Competition ELISA using day 56 pooled serum with paired domain specific antibodies of E2 at domain B (AR3A and HEPC74), domain D (HC84.26 and HC84.1), domain E (HCV1 and HC33.1), and anti-E1E2 antibodies (AR4A and AR5A). Serum competition with HCV E1-specific antibodies (H-111 and IGH526) and nonneutralizing antibodies (CBH-4B and CBH-4G) was also analyzed. The value shown is the percentage inhibition relative to the antibody in the absence of serum.

Fig. 4.

Competition ELISA of individual mouse Day 56 serum at 1:60 dilutions with anti-E2 antibodies: domain B AR3A (A), domain D HC84.26 (B), domain E HCV1 (C); anti-E1E2 antibodies: AR4A (D), AR5A (E); and anti-E1 antibody H-111 (F). P values were calculated using Kruskal–Wallis ANOVA with Dunn’s multiple comparison test and significant P values are shown (**P < 0.01).

Fig. 5.

Kinetics of HCVpp neutralization. (A) Neutralization titers (ID₅₀s) against homologous isolate (H77C, GT1a). (B) The same shown against heterologous isolate (J6, GT2a). Serial dilutions of pooled sera from the indicated days were used, and titers were calculated as serum dilution levels reached at 50% neutralization (ID₅₀) by curve fitting in GraphPad Prism software.

Fig. 6.

Breadth of neutralization against all HCV genotypes with HCVpp. (A–I) Individual immunized mice sera were assessed for neutralization activities at day 56 and day 0 against seven genotypes of HCVpp. Neutralization titers were calculated as serum dilution levels reached at 50% neutralization (ID₅₀) by curve fitting in Graphpad Prism software. Serum dilutions were performed as two-fold dilutions starting at 1:64 for HCVpp neutralization. ID₅₀ values are plotted on a log₁₀ scale on the y axis. P values were calculated using Kruskal–Wallis analysis of variance with Dunn’s multiple comparison test, and significant P values are shown (*P < 0.05).
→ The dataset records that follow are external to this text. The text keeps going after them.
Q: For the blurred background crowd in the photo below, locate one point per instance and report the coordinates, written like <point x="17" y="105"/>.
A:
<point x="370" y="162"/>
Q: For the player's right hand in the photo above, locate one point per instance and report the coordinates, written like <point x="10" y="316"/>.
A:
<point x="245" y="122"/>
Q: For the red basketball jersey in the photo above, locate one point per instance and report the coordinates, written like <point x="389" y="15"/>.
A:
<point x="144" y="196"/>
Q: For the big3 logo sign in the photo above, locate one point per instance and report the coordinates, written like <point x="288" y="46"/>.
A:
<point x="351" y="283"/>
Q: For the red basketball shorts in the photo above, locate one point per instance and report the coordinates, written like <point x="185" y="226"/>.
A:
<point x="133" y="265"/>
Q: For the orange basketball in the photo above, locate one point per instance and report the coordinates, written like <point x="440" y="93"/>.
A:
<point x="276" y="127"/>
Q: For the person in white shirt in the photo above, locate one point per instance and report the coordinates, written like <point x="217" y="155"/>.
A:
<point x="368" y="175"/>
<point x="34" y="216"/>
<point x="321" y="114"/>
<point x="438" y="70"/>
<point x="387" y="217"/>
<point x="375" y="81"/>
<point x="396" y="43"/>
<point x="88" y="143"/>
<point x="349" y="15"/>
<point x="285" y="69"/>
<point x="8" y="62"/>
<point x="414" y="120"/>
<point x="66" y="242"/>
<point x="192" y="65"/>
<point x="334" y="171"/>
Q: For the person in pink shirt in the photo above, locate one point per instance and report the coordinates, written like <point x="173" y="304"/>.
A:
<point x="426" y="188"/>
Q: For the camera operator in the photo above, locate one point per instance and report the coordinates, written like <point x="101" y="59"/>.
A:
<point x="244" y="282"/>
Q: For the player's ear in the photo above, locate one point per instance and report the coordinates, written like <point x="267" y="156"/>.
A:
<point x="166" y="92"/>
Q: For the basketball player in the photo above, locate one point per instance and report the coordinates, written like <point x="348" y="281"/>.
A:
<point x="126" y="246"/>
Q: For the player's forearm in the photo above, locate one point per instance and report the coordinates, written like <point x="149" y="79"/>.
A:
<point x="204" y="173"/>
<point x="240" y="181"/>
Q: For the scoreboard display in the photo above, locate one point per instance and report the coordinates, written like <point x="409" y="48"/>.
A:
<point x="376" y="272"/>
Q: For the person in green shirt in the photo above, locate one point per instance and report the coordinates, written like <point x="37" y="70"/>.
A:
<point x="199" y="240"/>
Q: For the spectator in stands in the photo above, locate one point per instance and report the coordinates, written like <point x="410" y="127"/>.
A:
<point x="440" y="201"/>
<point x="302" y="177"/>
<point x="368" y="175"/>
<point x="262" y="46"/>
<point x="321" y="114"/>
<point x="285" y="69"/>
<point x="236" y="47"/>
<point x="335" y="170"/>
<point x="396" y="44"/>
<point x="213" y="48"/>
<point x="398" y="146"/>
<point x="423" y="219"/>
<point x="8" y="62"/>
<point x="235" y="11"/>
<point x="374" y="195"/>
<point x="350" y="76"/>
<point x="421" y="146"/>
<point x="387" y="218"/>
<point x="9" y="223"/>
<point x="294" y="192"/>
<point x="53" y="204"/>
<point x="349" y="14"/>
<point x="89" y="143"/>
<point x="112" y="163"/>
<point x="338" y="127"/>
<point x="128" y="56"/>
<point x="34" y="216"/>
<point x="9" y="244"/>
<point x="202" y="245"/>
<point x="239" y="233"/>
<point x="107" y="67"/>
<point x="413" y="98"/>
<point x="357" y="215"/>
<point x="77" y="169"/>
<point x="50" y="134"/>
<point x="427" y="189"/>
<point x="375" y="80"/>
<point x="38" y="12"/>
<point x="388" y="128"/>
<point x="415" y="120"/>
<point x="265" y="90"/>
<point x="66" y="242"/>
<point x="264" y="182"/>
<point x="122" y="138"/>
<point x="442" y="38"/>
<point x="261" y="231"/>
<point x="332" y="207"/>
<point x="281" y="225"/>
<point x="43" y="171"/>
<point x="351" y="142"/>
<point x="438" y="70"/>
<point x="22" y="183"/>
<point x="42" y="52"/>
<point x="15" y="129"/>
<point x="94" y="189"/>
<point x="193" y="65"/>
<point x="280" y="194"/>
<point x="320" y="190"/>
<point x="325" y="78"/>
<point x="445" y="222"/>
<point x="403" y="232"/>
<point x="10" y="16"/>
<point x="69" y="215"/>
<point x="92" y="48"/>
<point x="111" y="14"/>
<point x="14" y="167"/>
The H77C neutralization data (A) were previously published by our team (66) and are shown here for comparison.

Fig. 7.

Breadth of neutralization against all HCV genotypes with HCVcc. Day 56 immunized mice pooled sera were analyzed for neutralization using chimeric HCVcc with H77C (GT1a), J4 (GT1b), Con1 (GT1b), J8 (GT2b), S52 (GT3a), ED43 (GT4a), SA13 (GT5a), HK (GT6a), QC69 (GT7a). Percent neutralization was calculated using RLU normalized to RLU of supernatant cultured without HCVcc nor serum (100%) and RLU of supernatant cultured with HCVcc without serum (0%). ID₅₀ neutralization was calculated from the sigmoid curve. Dotted line indicates highest concentration of serum.

Fig. 8.

Heat map ID₅₀ showing heterologous neutralization for three immunized groups. HCVpp neutralization (Left) and HCVcc neutralization (Right). Each row corresponds to an HCV genotype represented as HCVpp or HCVcc, and cell colors represent mean group ID₅₀ values from Fig. 6, or pooled serum ID₅₀ values from Fig. 7.